English¿Quién no está contra la corrupción? Prácticamente todo el mundo critica la apropiación de fondos públicos por los funcionarios de los gobiernos y son innumerables los artículos, los estudios y las conversaciones cotidianas que condenan tales actos, que tanto daño moral y material hacen en todos los países. Pero la crítica moral, las exhortaciones para que cese este mal y se castigue a los culpables –totalmente necesarias- no tienen generalmente mucho efecto y derivan, casi siempre, en medidas que no poseen la menor capacidad real para combatirlo. Esto es así porque se apoyan en razonamientos equivocados, en falacias que, brevemente, mostraremos de seguido a los lectores.
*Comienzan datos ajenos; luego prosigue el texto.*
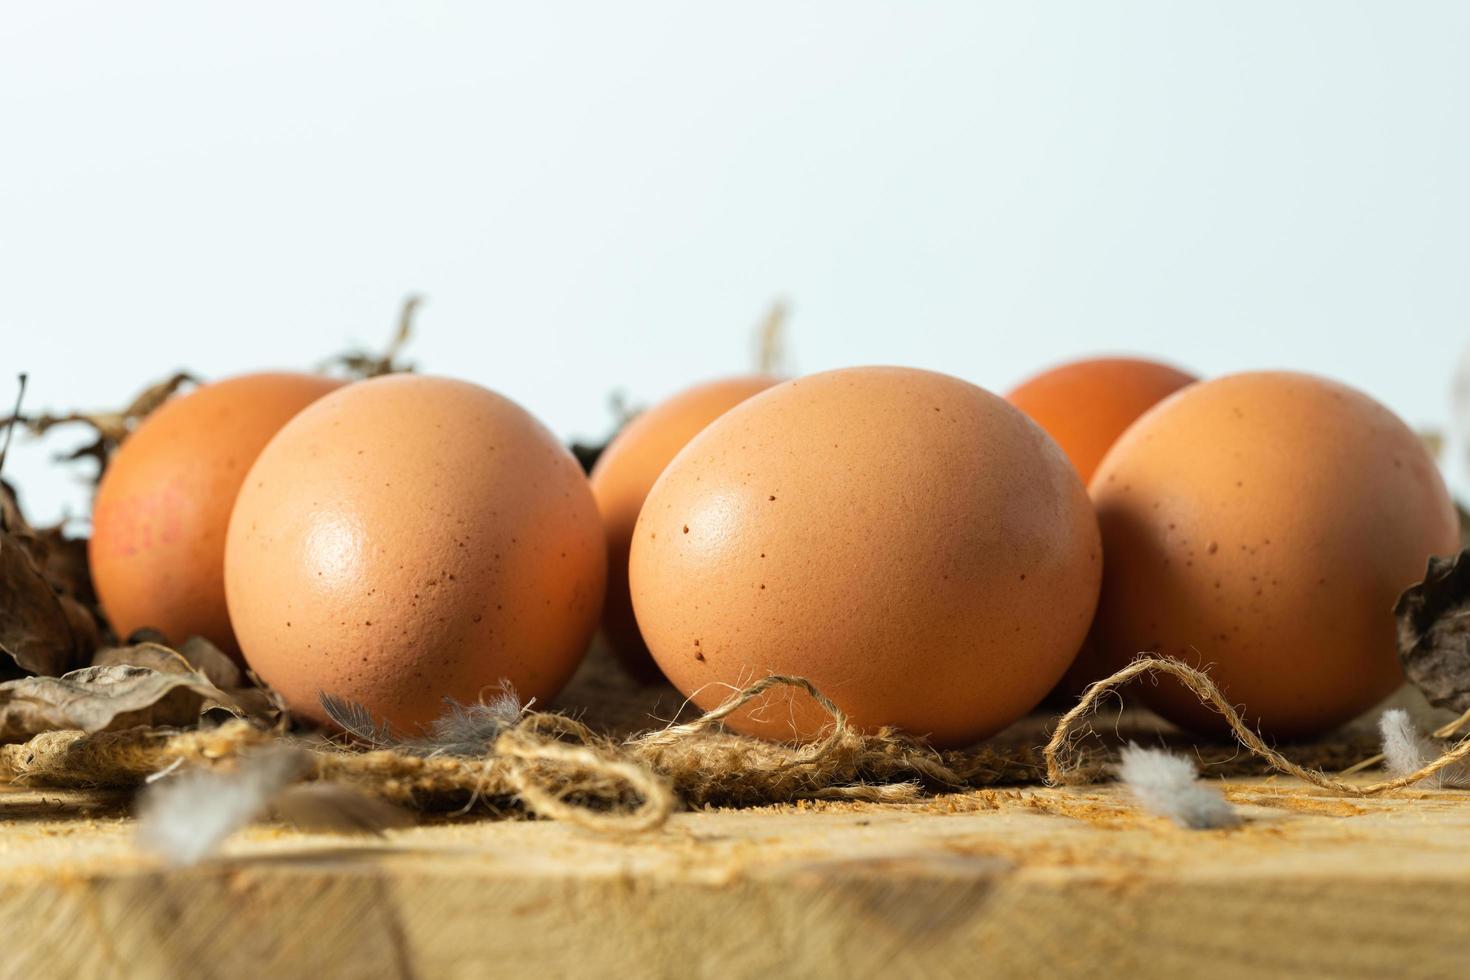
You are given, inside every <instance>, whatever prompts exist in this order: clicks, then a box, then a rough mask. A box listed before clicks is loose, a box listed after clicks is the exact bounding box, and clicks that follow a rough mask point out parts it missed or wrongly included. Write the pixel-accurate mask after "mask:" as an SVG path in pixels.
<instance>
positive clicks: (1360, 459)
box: [1092, 372, 1458, 736]
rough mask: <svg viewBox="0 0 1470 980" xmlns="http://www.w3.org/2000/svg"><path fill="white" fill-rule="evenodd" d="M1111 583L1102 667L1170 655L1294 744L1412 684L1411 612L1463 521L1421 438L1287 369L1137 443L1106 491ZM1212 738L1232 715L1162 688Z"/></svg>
mask: <svg viewBox="0 0 1470 980" xmlns="http://www.w3.org/2000/svg"><path fill="white" fill-rule="evenodd" d="M1092 498H1094V501H1095V502H1097V508H1098V520H1100V522H1101V526H1103V542H1104V552H1105V555H1107V573H1105V576H1104V586H1103V599H1101V602H1100V605H1098V621H1097V632H1095V641H1097V644H1098V652H1100V655H1101V657H1103V658H1104V660H1105V661H1107V664H1108V666H1111V667H1119V666H1122V664H1123V663H1126V661H1127V660H1129V658H1132V657H1133V655H1135V654H1138V652H1139V651H1157V652H1161V654H1166V655H1170V657H1177V658H1182V660H1185V661H1188V663H1191V664H1208V666H1210V674H1211V676H1213V677H1214V679H1216V682H1219V683H1220V685H1222V688H1223V689H1225V692H1226V693H1227V695H1229V698H1230V701H1233V702H1236V704H1238V705H1244V708H1245V713H1247V718H1248V720H1250V721H1251V723H1252V724H1260V726H1261V727H1263V729H1264V730H1266V732H1267V733H1270V735H1276V736H1308V735H1316V733H1322V732H1326V730H1329V729H1332V727H1335V726H1338V724H1341V723H1344V721H1347V720H1349V718H1352V717H1354V716H1355V714H1358V713H1361V711H1364V710H1367V708H1370V707H1372V705H1373V704H1374V702H1376V701H1379V699H1380V698H1383V696H1385V695H1388V693H1391V692H1392V691H1394V689H1395V688H1397V686H1398V685H1399V683H1401V680H1402V676H1401V673H1399V664H1398V657H1397V654H1395V626H1394V614H1392V608H1394V602H1395V599H1397V597H1398V594H1399V592H1401V591H1402V589H1404V588H1405V586H1408V585H1411V583H1413V582H1416V580H1419V579H1420V577H1423V573H1424V563H1426V560H1427V558H1429V555H1432V554H1451V552H1454V551H1455V550H1457V548H1458V527H1457V523H1458V522H1457V516H1455V510H1454V507H1452V504H1451V501H1449V495H1448V492H1446V491H1445V485H1444V480H1442V479H1441V476H1439V472H1438V470H1436V469H1435V464H1433V461H1432V460H1430V458H1429V454H1427V453H1426V451H1424V450H1423V447H1421V445H1420V442H1419V438H1417V436H1416V435H1414V433H1413V432H1410V429H1408V428H1407V426H1405V425H1404V423H1402V422H1399V420H1398V419H1397V417H1395V416H1394V414H1392V413H1389V411H1388V410H1386V408H1383V407H1382V406H1379V404H1377V403H1376V401H1373V400H1372V398H1369V397H1367V395H1363V394H1361V392H1358V391H1354V389H1352V388H1347V386H1344V385H1339V383H1335V382H1330V381H1323V379H1320V378H1311V376H1307V375H1295V373H1285V372H1260V373H1245V375H1233V376H1229V378H1220V379H1217V381H1210V382H1204V383H1200V385H1195V386H1194V388H1189V389H1188V391H1183V392H1180V394H1179V395H1176V397H1173V398H1170V400H1169V401H1167V403H1164V404H1161V406H1158V408H1155V410H1154V411H1151V413H1148V414H1147V416H1144V417H1142V419H1139V422H1138V423H1136V425H1135V426H1133V428H1132V429H1129V430H1127V433H1126V435H1125V436H1123V438H1122V439H1119V442H1117V445H1116V447H1114V448H1113V451H1111V453H1108V455H1107V458H1105V460H1104V461H1103V466H1101V467H1100V469H1098V473H1097V476H1095V478H1094V480H1092ZM1142 691H1144V698H1145V699H1147V702H1148V704H1150V705H1151V707H1154V708H1155V710H1157V711H1158V713H1160V714H1163V716H1164V717H1167V718H1170V720H1172V721H1176V723H1179V724H1182V726H1185V727H1189V729H1195V730H1222V727H1223V723H1222V721H1220V718H1219V717H1217V716H1216V714H1214V713H1213V711H1210V710H1208V708H1204V707H1202V705H1200V702H1198V699H1197V698H1195V696H1194V695H1191V693H1188V692H1185V691H1183V689H1182V688H1179V685H1176V683H1172V682H1169V680H1161V682H1160V683H1158V685H1157V686H1151V685H1150V686H1145V688H1144V689H1142Z"/></svg>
Primera falacia: hay que crear leyes y reglamentos que controlen minuciosamente el gasto que se hace desde el gobierno. Nada más lógico, en apariencia, que este tipo de medidas, que apuntan a la transparencia en el manejo de los fondos públicos. Pero la experiencia muestra que la mayor parte de estos controles se convierten, en la práctica, en requisitos burocráticos que los corruptos saben eludir con soltura, mientras se impone una pesada carga de ineficiencia a los funcionarios honestos y se dificulta el avance de los asuntos públicos. El corrupto tiene a su disposición buenos abogados –puede pagarlos- y actúa de mala fe casi siempre con premeditación y consciencia de lo que hace. Los casos que se pueden procesar judicialmente son pocos, resultan difíciles de demostrar y recaen en funcionarios que han lucrado con los fondos de la Nación sin poner mucho cuidado con lo que hacen. No es con un exceso de leyes y de complicados reglamentos que se ha podido vencer o reducir la apropiación privada de los dineros públicos.
Segunda falacia: las fuertes penas disuaden a los potenciales corruptos de cometer actos ilícitos. El funcionario que se apropia del dinero de los demás confía ciegamente en que no será atrapado, con total impunidad por sus acciones. Poco le importa que, por los delitos que comete, la pena sea de 2 o de 40 años, pues sabe que una maraña de jueces, testigos, documentos amañados y argucias legales lo eximirá de cumplirla. El corrupto, hay que tenerlo siempre presente, posee dinero, mucho dinero, con el cual le es fácil moverse con agilidad en un sistema donde también hay muchos otros corruptos, cómplices potenciales o efectivos de sus actos delictivos.
Tercera falacia: nuestros países no progresan por causa de la corrupción. Ni la historia ni el análisis del gasto público confirman en absoluto esta afirmación. Una gran parte del dinero público es gastada imprudentemente -casi siempre con las mejores intenciones- y retarda más bien el desarrollo económico, pues con los altos impuestos que se cobran se reduce la inversión de los capitales que podrían generar empleos y riqueza. La mayor parte del dinero que recibe el gobierno es gastado en burocracia, en la realización de actos y eventos públicos que de poco sirven, en subsidios que crean privilegios pero no mejoran la calidad de vida, en programas sociales que se convierten en desaguaderos de inmensas sumas y no combaten ni la pobreza ni la desigualdad, pero sí alimentan las ambiciones políticas de altos funcionarios, y hasta en empresas públicas que prestan malos servicios y arrojan constantes pérdidas. Ante todo esto la corrupción es apenas una más de las causas del desbocado gasto estatal que existe en casi todos los países del mundo. No es combatiendo la corrupción que se logrará el desarrollo –pues muchos países han avanzado económicamente de modo notable a pesar de ser muy poco transparentes al respecto- sino alentando las inversiones, dando seguridad a todas las formas de propiedad privada, cobrando impuestos razonables y controlando el volumen y la orientación del gasto público.
¿Qué hacer entonces? La solución no es sencilla ni está al alcance de la mano, pero existen dos maneras bastante directas de controlar y reducir la corrupción: limitando la acción del estado a lo que es esencial y movilizando a la ciudadanía para imponer un control social sobre los corruptos. Lo primero, a nuestro juicio, es casi obvio: hay que reducir las oportunidades de acción de los corruptos simplificando reglamentos y trámites, eliminando los permisos discrecionales, evitando que pasen millones por las manos de toda clase de funcionarios.
Paraguay, en estos días, nos ha dado un magnífico ejemplo de cómo puede ejercerse el control social sobre los corruptos: restaurantes, cines y toda clase de comercios se han negado a atender a los senadores que protegieron a un colega acusado de un claro caso de corrupción. De este modo los paraguayos han mostrado a los funcionarios y políticos de alto rango –que al fin y al cabo son nuestros empleados- el repudio que sentimos cuando usan para su propio beneficio los recursos que, mediante nuestro trabajo, hemos aportado al gobierno a través de nuestros impuestos.